# NAATI Professional Translator Exam Info



## captain_hoomi (May 12, 2013)

I've recently passed the NAATI exam and I'd like to explain about it for those who haven't heard about it. I took the professional translation exam as it was the only option for English to Persian direction. so I don't have info about other types of it. NAATI exam (any type of it) gives you 5 points of "Credentialled community language qualifications" but is more expensive than IELTS. It costs around 900$AUD and the good thing is you can take it in your country as well. So let me explain about the professional translation exam:

1- you can take it in two directions, either from English to your language or vice versa!

2- You will be given 3 passages and you have to translate only two. In order to pass you have to get at least 29/45 from each passage

3- You will be given 3 questions about the Ethics of the Profession and you have to answer 2 questions. the pass mark is 5 out of 10

Overall, you have to get 70 to pass the exam.

If you pass the exam, you can purchase your own NAATI stamp and you will become an official NAATI translator. You also get 5 valuable points.
The thing is , you have to be really good in your own language!! Now some other info:

NAATI Website: Enter or find a Translator or Interpreter

Exam booklet: http://www.naati.com.au/PDF/Booklets...ng_booklet.pdf

Ethics: Home | Australian Institute of Interpreters & Translators


----------



## TheExpatriate (Feb 7, 2014)

Hi 

From the price it appears to me you took it onshore. 

How much time did you wait for the result? I took the test offshore and they said it takes 12 weeks. It's GRILLING my nerves .....


----------



## Faris_ksa (Aug 3, 2014)

can i only be accredited from English to Arabic ? will this give me 5 more points to claim ? 

also i live in Saudi Arabia , where can i book for an exam ? i was looking through the net but had no luck finding contact info for any test center here in Saudi Arabia.


----------



## TheExpatriate (Feb 7, 2014)

Faris_ksa said:


> can i only be accredited from English to Arabic ? will this give me 5 more points to claim ?
> 
> also i live in Saudi Arabia , where can i book for an exam ? i was looking through the net but had no luck finding contact info for any test center here in Saudi Arabia.


Arabic is a community language, you can be accredited Arabic to English, English to Arabic, or both (you'd take a test for each direction separately).

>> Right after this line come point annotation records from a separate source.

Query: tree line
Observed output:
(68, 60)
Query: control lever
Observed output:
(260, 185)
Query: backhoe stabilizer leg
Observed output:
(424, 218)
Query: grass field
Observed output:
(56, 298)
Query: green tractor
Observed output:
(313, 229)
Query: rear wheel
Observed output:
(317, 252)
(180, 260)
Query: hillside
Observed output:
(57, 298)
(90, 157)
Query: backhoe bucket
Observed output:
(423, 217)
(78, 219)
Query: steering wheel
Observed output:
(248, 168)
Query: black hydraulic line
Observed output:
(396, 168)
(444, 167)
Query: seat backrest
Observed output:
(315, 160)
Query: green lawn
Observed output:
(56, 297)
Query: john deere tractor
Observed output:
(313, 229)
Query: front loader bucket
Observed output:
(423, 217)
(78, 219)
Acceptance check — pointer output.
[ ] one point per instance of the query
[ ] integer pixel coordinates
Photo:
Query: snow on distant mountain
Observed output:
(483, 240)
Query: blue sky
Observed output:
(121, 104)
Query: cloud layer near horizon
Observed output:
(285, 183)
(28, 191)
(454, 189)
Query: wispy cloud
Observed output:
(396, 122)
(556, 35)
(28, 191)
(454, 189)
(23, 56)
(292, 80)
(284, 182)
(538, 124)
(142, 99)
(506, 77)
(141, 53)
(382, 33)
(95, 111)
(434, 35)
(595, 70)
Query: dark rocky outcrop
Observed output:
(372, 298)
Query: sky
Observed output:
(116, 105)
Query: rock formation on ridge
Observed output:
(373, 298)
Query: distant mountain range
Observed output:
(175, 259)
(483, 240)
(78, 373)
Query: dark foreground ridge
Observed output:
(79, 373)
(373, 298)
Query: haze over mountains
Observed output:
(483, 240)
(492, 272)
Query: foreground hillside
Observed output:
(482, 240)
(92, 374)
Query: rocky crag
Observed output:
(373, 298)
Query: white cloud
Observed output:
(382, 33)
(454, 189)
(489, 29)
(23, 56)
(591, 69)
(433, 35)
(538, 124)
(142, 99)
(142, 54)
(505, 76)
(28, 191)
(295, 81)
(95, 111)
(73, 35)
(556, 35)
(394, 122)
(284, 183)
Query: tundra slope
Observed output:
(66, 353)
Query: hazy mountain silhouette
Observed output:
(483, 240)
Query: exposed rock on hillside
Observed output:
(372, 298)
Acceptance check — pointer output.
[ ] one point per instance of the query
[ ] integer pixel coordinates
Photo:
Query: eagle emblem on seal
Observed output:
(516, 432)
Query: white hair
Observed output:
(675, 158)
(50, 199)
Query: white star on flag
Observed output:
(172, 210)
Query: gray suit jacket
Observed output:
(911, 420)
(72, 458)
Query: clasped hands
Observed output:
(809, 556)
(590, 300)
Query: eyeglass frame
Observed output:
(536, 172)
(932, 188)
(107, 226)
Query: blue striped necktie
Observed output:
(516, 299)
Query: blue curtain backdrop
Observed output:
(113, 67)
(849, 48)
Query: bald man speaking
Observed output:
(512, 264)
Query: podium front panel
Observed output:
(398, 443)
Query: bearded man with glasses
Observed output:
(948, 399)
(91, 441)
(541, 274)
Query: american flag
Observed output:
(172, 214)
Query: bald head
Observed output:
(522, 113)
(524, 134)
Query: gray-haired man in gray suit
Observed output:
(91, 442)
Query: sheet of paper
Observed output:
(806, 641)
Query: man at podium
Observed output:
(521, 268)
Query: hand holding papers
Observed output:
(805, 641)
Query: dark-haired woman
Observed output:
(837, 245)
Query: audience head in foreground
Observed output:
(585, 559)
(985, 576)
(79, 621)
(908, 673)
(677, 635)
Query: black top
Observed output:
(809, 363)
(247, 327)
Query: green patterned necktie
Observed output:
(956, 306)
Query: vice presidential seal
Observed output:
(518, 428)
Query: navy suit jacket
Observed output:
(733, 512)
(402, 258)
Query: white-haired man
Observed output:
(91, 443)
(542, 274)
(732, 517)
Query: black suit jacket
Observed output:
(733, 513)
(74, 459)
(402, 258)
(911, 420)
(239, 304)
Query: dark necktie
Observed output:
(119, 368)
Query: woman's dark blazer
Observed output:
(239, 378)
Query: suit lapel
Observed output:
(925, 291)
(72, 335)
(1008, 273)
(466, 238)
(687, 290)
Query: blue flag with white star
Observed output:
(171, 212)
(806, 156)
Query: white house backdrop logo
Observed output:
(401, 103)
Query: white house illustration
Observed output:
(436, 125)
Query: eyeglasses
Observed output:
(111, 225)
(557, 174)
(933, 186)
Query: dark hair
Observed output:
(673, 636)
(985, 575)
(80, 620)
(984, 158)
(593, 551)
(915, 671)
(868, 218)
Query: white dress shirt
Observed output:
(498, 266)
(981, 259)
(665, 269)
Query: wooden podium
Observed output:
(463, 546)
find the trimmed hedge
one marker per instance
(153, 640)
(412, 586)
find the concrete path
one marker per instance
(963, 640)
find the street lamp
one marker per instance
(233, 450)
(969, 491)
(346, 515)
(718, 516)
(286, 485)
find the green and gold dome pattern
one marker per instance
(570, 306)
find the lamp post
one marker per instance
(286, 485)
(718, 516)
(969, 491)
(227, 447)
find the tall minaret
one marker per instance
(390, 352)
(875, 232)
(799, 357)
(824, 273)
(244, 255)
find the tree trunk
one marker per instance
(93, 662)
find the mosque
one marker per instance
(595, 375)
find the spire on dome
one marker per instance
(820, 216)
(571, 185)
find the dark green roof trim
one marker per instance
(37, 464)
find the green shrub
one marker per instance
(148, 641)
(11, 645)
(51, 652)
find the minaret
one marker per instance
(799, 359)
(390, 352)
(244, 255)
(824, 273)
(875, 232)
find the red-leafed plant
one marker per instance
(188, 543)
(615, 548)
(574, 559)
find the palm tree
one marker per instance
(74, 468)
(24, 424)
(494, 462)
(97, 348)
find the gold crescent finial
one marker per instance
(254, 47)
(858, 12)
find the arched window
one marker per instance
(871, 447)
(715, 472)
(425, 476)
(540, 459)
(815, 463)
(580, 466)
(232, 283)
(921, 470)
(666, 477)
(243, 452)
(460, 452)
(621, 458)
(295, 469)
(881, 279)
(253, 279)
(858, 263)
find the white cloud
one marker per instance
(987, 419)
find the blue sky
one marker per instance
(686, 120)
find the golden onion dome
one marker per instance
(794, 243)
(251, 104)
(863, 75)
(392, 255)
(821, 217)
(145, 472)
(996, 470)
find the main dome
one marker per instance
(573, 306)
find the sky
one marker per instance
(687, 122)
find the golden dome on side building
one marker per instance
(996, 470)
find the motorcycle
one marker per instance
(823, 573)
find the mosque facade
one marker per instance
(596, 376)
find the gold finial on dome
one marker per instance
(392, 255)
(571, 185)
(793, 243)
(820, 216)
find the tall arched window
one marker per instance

There is no "test center". You have to book the test with NAATI. and then they will let you know of the venue in KSA

Accreditation by testing :

http://www.naati.com.au/PDF/Booklets/Accreditation_by_Testing_booklet.pdf

The test takes place in Riyadh twice a year. In March and September. Deadline for September test is June (NAATI must receive your complete application by June)

For that, I needed to visit the Australian consulate, and have the Consul witness my signature, endorse my photos and certify some copies of documents.



The test is very difficult I'd have to say, and results (offshore) take 12 weeks .... If you are taking it for the 5 points, you're better off trying to get a better IELTS/TOEFL/PTE score.


----------



## Faris_ksa (Aug 3, 2014)

i am already going for TOEFL exam next Saturday. It looks like a long wait if i am after the 5 points, as you said it is more visible to try to improve my scores. 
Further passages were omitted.